The resulting photo is the correct proportions and size for the lab to create the wallet-sized prints. Here’s the problem: photo labs don’t print a wallet one-at-a-time like larger size prints. They gang them up into groups of eight and put them on a larger sheet for printing.
Here is a visual example of what your photo lab is actually printing. It is the classic 8-Up wallet print. Printing wallets in this fashion is much more efficient. The problem comes when the wallets need to be separated into individual pictures. No Customer, Photographer or Lab wants to hand cut these photos so it is done by machine using a die cutting device that quickly punches out the individual wallets. This is where the second crop comes into play.
When you load up your image in your lab’s upload platform and select the wallet, this gray box appears, superimposed over your image preview. This is the die cutter’s safe line. The precision of die cutting a sheet of wallets is such that anything within the boundaries of this gray line is subject to being summarily trimmed off. Anything outside the line, well you can just plan on kissing that goodbye. That is the second crop issue with the Approximate Die Cut overlay. If you cropped too tightly in Lightroom while prepping your file, well, back to the drawing board for a recrop and the hope you have enough material left in the original image.
Suppose there was a way in Lightroom to preview the Approximate Die Cut line before you exported your finished crop… you are in luck – there is.
It is possible to assign a graphical overlay on your image within the Loupe and Develop views within Lightroom. This lets you put a graphic such as a logo, a team picture template, a magazine cover or even a cropping guide on top of your photo so that you can insure your layout is what you want before you commit it to a file.
In your Lightroom menu, go to View>Loupe Overlay>Choose Overlay Image> and navigate to a PNG file with transparency that you’ve created for just such an occasion. Here is the PNG file I am using for this overlay.
I created this file in CorelDraw and exported it as a PNG with transparency enabled. It was built on the 5×7 aspect ratio and should work on all 8-Up wallet prints.

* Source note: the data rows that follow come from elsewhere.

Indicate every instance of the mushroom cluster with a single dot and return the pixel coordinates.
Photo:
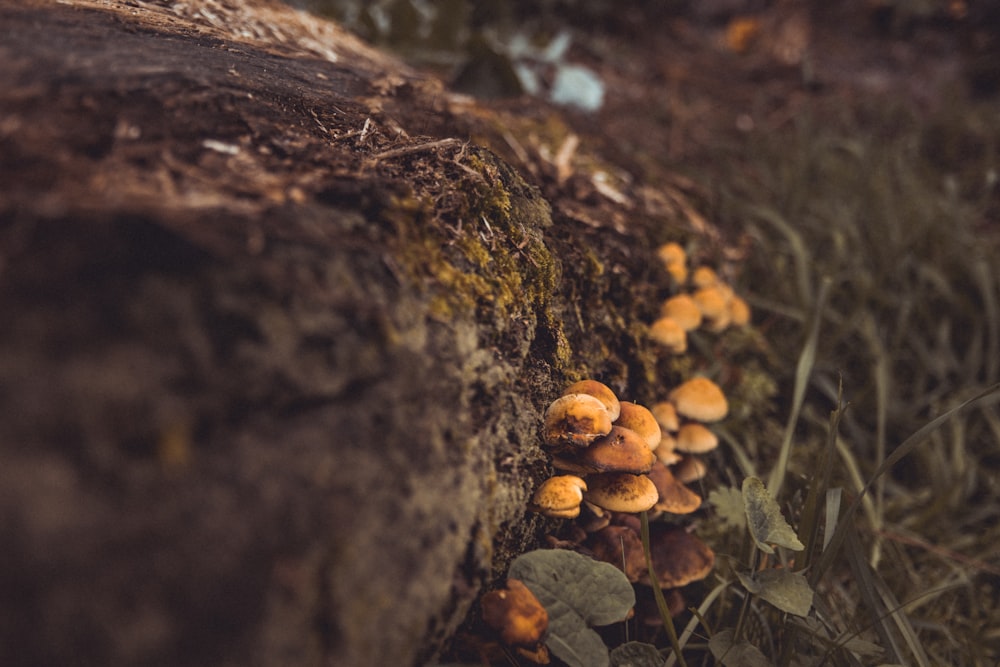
(710, 302)
(617, 458)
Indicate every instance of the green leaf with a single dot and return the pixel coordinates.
(767, 525)
(728, 504)
(636, 654)
(578, 592)
(788, 591)
(736, 654)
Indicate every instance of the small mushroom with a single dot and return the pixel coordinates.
(621, 492)
(700, 398)
(713, 304)
(678, 556)
(639, 419)
(674, 497)
(666, 416)
(516, 614)
(695, 438)
(559, 497)
(621, 450)
(575, 421)
(598, 390)
(668, 333)
(682, 309)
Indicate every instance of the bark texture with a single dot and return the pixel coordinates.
(276, 339)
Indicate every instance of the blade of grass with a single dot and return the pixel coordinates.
(661, 603)
(802, 372)
(895, 457)
(863, 578)
(818, 485)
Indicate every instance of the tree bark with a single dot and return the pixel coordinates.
(276, 341)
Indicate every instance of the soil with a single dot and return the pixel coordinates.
(282, 313)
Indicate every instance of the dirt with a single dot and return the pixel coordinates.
(281, 315)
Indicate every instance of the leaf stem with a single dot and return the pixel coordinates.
(661, 603)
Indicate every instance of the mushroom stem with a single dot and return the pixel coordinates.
(661, 603)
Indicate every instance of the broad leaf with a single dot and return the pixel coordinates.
(767, 525)
(578, 592)
(636, 654)
(788, 591)
(738, 654)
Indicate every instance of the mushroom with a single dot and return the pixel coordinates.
(639, 419)
(684, 310)
(667, 332)
(678, 557)
(674, 497)
(666, 416)
(700, 398)
(695, 438)
(559, 497)
(516, 614)
(621, 450)
(621, 492)
(713, 304)
(598, 390)
(575, 421)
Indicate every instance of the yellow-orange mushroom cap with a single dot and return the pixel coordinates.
(516, 614)
(575, 421)
(621, 492)
(639, 419)
(621, 450)
(700, 398)
(559, 497)
(598, 390)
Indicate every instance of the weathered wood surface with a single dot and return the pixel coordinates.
(275, 340)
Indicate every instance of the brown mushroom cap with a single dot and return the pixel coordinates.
(700, 398)
(621, 492)
(695, 438)
(622, 547)
(678, 556)
(639, 419)
(667, 332)
(516, 614)
(682, 309)
(674, 497)
(559, 497)
(621, 450)
(575, 421)
(690, 469)
(598, 390)
(666, 416)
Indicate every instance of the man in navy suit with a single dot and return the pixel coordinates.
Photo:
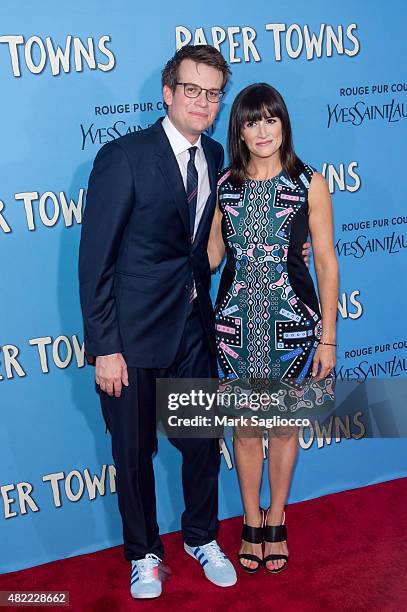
(144, 283)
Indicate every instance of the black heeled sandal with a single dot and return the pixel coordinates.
(253, 535)
(275, 533)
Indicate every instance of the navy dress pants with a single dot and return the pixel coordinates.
(131, 421)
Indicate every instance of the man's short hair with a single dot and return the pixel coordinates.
(201, 54)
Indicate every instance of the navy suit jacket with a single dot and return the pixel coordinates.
(136, 260)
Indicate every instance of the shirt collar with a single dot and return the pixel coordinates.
(178, 142)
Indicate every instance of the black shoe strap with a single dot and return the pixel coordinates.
(254, 535)
(277, 533)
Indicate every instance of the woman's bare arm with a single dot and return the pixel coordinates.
(326, 268)
(216, 246)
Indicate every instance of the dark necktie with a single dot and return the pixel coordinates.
(192, 189)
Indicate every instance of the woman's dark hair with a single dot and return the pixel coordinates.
(201, 54)
(253, 103)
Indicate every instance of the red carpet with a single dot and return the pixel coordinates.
(348, 552)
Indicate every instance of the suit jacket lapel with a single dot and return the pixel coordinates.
(168, 165)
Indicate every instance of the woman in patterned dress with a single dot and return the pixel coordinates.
(268, 321)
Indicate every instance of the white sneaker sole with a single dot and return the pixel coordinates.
(145, 595)
(221, 584)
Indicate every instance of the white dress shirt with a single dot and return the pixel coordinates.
(180, 146)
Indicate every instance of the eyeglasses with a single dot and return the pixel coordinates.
(194, 91)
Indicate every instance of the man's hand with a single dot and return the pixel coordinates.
(111, 373)
(306, 247)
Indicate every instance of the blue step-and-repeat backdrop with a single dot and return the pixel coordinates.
(76, 75)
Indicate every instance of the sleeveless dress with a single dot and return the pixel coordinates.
(268, 321)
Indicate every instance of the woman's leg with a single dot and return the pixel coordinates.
(249, 464)
(283, 448)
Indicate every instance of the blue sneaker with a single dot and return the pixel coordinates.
(217, 567)
(145, 582)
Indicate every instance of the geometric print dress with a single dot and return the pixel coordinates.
(268, 321)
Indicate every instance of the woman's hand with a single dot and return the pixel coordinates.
(324, 361)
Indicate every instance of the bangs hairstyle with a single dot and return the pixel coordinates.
(254, 103)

Going to View>Loupe Overlay>Show or hitting the [Ctrl/CMD]+[Opt/Alt]+[O] keyboard short cut cycles the overlay on and off. Now you can adjust your crop in the Develop module and compare your results to your lab’s die cut line and get it just right before exporting the file.

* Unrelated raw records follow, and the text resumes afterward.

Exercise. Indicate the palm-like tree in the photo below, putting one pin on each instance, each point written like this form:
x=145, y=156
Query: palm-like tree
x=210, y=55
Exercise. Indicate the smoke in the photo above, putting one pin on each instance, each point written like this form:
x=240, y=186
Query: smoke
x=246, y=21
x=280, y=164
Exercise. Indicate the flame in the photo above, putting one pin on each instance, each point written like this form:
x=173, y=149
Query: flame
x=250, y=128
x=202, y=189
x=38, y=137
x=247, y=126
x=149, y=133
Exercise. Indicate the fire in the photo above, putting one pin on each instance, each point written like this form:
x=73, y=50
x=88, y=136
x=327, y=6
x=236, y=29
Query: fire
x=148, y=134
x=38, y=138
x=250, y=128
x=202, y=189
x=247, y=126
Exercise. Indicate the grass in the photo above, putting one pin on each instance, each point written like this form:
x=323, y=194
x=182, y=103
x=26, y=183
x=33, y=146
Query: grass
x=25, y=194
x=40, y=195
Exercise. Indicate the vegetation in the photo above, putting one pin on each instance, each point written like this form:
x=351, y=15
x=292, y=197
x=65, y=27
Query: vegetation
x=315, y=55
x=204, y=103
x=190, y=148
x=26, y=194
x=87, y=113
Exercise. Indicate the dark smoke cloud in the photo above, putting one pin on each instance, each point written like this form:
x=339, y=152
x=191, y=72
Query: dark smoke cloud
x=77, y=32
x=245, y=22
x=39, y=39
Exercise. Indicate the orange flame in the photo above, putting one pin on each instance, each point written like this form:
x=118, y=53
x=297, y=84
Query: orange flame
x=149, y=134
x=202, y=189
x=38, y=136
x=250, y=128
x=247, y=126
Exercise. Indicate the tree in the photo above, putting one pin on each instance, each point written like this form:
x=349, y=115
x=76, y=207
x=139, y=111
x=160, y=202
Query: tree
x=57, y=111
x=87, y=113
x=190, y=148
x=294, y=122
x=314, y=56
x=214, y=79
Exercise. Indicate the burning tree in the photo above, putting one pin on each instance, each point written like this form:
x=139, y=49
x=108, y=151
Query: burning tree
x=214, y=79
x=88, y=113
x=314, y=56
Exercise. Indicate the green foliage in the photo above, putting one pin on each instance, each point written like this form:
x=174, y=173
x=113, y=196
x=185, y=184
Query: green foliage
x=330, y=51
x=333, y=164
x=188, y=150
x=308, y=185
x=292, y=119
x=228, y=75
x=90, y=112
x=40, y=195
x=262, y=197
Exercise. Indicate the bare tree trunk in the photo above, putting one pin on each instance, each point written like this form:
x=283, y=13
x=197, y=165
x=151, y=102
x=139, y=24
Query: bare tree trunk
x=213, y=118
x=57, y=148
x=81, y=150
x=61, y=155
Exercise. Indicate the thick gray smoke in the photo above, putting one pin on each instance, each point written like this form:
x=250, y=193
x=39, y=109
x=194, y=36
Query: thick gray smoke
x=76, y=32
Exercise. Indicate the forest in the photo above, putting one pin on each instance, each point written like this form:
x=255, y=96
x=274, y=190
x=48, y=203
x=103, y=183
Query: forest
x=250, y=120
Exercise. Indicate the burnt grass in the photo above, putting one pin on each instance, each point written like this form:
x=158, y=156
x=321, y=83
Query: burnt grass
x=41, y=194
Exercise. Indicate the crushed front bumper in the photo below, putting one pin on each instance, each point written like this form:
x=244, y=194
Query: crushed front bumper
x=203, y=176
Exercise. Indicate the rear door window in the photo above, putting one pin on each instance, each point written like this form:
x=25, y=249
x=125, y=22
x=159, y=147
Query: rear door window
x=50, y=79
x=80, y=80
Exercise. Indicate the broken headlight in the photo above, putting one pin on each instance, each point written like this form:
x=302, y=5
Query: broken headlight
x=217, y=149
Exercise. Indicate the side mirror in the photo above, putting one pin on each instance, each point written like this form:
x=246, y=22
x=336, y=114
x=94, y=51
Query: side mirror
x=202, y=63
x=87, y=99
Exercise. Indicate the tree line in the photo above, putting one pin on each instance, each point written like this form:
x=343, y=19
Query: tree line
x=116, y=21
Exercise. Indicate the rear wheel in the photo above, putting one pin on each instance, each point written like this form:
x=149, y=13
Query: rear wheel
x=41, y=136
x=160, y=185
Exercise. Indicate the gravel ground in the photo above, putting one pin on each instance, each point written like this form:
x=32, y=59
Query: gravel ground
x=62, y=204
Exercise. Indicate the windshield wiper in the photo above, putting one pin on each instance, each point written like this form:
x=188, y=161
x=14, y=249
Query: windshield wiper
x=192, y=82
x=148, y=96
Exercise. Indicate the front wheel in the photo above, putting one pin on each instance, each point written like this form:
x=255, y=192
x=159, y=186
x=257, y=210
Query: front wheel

You controlled the first crop where you fine-tune the composition and the edges. Now you can control the second crop too (within the boundaries of the approximation of the guide) and ensure that finger don’t become amputated, hair doesn’t get flat-topped or vital elements aren’t squeezed against an unfeeling machine-cut edge.
Note that when you are actually cropping the image, the crop overlay supersedes your Loupe Overlay until the crop is finished. The guide will disappear and not return until your crop is complete. You may have to go back and forth a bit but the visualization of the overlay will help you create the perfect sized and composed file for printing your wallet.
The PNG File above can be clicked upon and saved to your own computer for use in Lightroom. Consider that a free gift from the Cropist. Install it in your Lightroom catalog and never suffer from the Double Crop Conundrum again.